Le Conseil général des Côtes-d’Armor a mis en place un dispositif de conventionnement destiné à maintenir dans un bon état de conservation les prairies et les landes humides ou tourbeuses. En échange du respect des pratiques de fauche et de pâturage, le Département rétribue les exploitants et les gestionnaires contractants.

Le sud-ouest du département des Côtes d’Armor possède un réseau dense de vallées humides. Ces ensembles constituent une vaste mosaïque de landes et de prairies tourbeuses qui offrent une importante diversité de milieux. Or, après avoir recensé ces espaces, le Département met en évidence qu’ils sont en danger. En effet, fortement imbriqués avec les parcelles agricoles en culture ou en prairie temporaire, ces milieux sont progressivement abandonnés. Ils présentent des contraintes d’exploitation majeures (hydromorphie, obstacles au sein des parcelles, éloignement vis-à-vis du siège d’exploitation…) entraînant l’arrêt des pratiques de gestion par fauche et pâturage. Cette évolution constitue une menace sérieuse pour leur conservation.
Cherchant à réagir, le Conseil général met alors en place en 2001 un dispositif de conventionnement avec les exploitants et les agriculteurs : « Armor nature ».
Une démarche territoriale
L’ensemble des exploitants possédant des parcelles remarquables dans le périmètre établi1 est alors contacté. Ils peuvent signer pour cinq ans une convention avec le Département.
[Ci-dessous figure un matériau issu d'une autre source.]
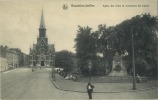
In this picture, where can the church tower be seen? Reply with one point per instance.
(42, 53)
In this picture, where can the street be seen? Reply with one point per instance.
(24, 84)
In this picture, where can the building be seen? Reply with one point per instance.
(42, 53)
(10, 58)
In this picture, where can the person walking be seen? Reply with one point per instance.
(90, 90)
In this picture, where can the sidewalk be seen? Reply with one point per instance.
(7, 71)
(70, 85)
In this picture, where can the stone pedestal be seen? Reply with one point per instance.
(118, 68)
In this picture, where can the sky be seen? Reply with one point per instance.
(20, 19)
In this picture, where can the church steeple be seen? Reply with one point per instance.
(42, 24)
(42, 29)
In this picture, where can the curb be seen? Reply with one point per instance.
(10, 70)
(102, 92)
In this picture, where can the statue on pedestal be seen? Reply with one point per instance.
(118, 68)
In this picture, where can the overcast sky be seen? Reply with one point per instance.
(20, 19)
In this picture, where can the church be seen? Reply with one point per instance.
(42, 53)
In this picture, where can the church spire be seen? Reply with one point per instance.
(42, 24)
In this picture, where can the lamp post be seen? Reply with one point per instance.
(89, 67)
(53, 68)
(133, 60)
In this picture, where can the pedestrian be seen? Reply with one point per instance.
(90, 90)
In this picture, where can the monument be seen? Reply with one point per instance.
(118, 66)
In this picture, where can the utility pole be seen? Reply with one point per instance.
(133, 60)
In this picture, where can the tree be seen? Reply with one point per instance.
(110, 40)
(64, 59)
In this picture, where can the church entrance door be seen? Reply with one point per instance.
(42, 63)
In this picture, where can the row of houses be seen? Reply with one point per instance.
(11, 58)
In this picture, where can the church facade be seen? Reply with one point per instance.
(42, 53)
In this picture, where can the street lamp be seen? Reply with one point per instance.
(89, 67)
(133, 60)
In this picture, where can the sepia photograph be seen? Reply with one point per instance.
(78, 49)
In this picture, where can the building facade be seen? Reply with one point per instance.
(10, 58)
(42, 53)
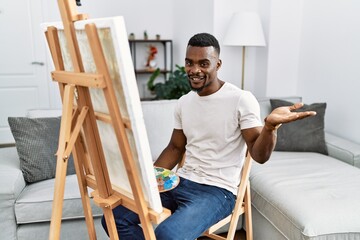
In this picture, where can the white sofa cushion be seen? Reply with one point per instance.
(308, 195)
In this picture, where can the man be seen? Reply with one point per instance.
(214, 126)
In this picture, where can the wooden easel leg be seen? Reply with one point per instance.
(109, 218)
(248, 215)
(61, 163)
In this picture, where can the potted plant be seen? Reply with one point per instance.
(173, 88)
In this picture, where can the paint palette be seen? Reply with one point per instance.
(166, 179)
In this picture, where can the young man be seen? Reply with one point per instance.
(214, 126)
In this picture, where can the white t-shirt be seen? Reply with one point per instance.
(215, 149)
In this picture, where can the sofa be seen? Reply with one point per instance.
(295, 195)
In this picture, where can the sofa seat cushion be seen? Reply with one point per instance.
(307, 195)
(34, 204)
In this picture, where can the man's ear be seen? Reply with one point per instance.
(218, 65)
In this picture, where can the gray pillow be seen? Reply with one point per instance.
(36, 143)
(306, 135)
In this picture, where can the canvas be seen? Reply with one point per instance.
(115, 45)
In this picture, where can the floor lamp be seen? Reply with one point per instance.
(244, 30)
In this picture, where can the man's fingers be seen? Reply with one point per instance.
(296, 106)
(302, 115)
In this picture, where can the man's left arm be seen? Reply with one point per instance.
(261, 140)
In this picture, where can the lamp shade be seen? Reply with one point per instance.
(245, 30)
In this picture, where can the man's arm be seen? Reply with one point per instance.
(173, 152)
(261, 141)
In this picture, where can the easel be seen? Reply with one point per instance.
(79, 134)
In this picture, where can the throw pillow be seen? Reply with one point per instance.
(36, 143)
(305, 135)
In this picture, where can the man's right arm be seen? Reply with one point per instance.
(173, 152)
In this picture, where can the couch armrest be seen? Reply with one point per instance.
(11, 184)
(342, 149)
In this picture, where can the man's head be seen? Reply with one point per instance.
(202, 63)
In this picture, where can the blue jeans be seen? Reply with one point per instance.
(195, 207)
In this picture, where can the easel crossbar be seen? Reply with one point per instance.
(79, 79)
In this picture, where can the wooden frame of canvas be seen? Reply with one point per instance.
(80, 123)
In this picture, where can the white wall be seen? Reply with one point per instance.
(329, 65)
(312, 46)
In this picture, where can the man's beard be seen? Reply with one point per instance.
(199, 89)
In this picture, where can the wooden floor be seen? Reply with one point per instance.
(240, 235)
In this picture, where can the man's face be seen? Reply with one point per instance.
(201, 65)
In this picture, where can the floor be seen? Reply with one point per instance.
(239, 235)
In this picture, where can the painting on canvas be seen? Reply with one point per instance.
(114, 41)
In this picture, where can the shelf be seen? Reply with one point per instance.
(149, 40)
(167, 45)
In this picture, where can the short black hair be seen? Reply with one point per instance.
(204, 40)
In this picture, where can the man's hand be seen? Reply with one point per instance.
(282, 115)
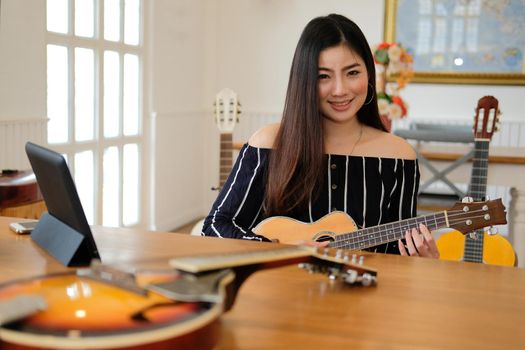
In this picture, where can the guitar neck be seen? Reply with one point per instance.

Cette convention les engage sur des modalités d’entretien, par fauche ou pâturage, définies par un cahier des charges. En échange, le Conseil général leur verse une indemnité compensatoire. Trois contrats, compatibles avec ceux rédigés dans le cadre des Contrats d’agriculture durable (CAD), sont déclinés en fonction de la nature des espaces gérés (prairies mésophiles naturelles, prairies oligotrophes à jonc acutiflore et landes tourbeuses à sphaignes et narthécie). Ces aides qui tiennent compte du niveau de contrainte de gestion rencontrée par les exploitants, sont comprises entre 49 et 168 euros/ha/an. Elles se justifient, entre autres, par le fait que la pression de pâturage sur les landes tourbeuses doit être faible sous peine de dégrader ces habitats fragiles. à titre de comparaison, la pression de pâturage annuelle est comprise entre 0,8 et 1,2 UGB/ha/an2 pour les prairies mésophiles, entre 0,6 et 1 pour les prairies humides ou tourbeuses et inférieure à 0,6 pour les landes tourbeuses.
Préalablement, une étude de pré-contractualisation comprenant une cartographie détaillée des habitats et de l’état de conservation du site ainsi qu’une évaluation des surfaces est effectuée.
Une fois le contrat signé, l’agriculteur n’est pas livré à lui-même. Le Département a mis en place un relais local. Cet organisme assure la mission de conseil technique, de suivi et de contrôle annuel. Il doit remettre chaque année au Département un rapport comprenant une cartographie détaillée des parcelles gérées, des modes de gestion pratiqués et des contraintes rencontrées. Le tout dans une relation de confiance mutuelle, dont il faut souligner qu’elle constitue la base de la réussite de cette convention. L’objectif consiste en effet, à dépasser l’unique fonction de contrôle pour élaborer un réel partenariat avec les exploitants gestionnaires.
À tout moment, l’exploitant peut résilier le contrat « Armor nature » et s’engager dans une démarche Contrat d’agriculture durable à l’échelle de son exploitation.
Enfin, pour évaluer l’impact des mesures, ces actions de gestion donnent lieu à des suivis scientifiques annuels (botaniques et entomologiques). Ainsi, depuis 2003, une étude portant sur l’impact des
différents modes de gestion sur les peuplements entomologiques des landes, des prairies et de mégaphorbiaies est lancée. Depuis 2001, dix sites sont conventionnés sur une superficie de 265 ha. Le potentiel de contractualisation s’élève à 1 500 ha de milieux à fort intérêt patrimonial. Et, si cet outil de gestion constitue une garantie de maintien de bonnes pratiques sur les milieux tourbeux ouverts, il permet également d’associer le monde agricole et environnemental sur le thème de la conservation des espaces naturels.

1. Le territoire de contractualisation est défini par rapport à une notion de site naturel à enjeux patrimoniaux forts.

2. L’UGB (Unité gros bétail) définit le chargement.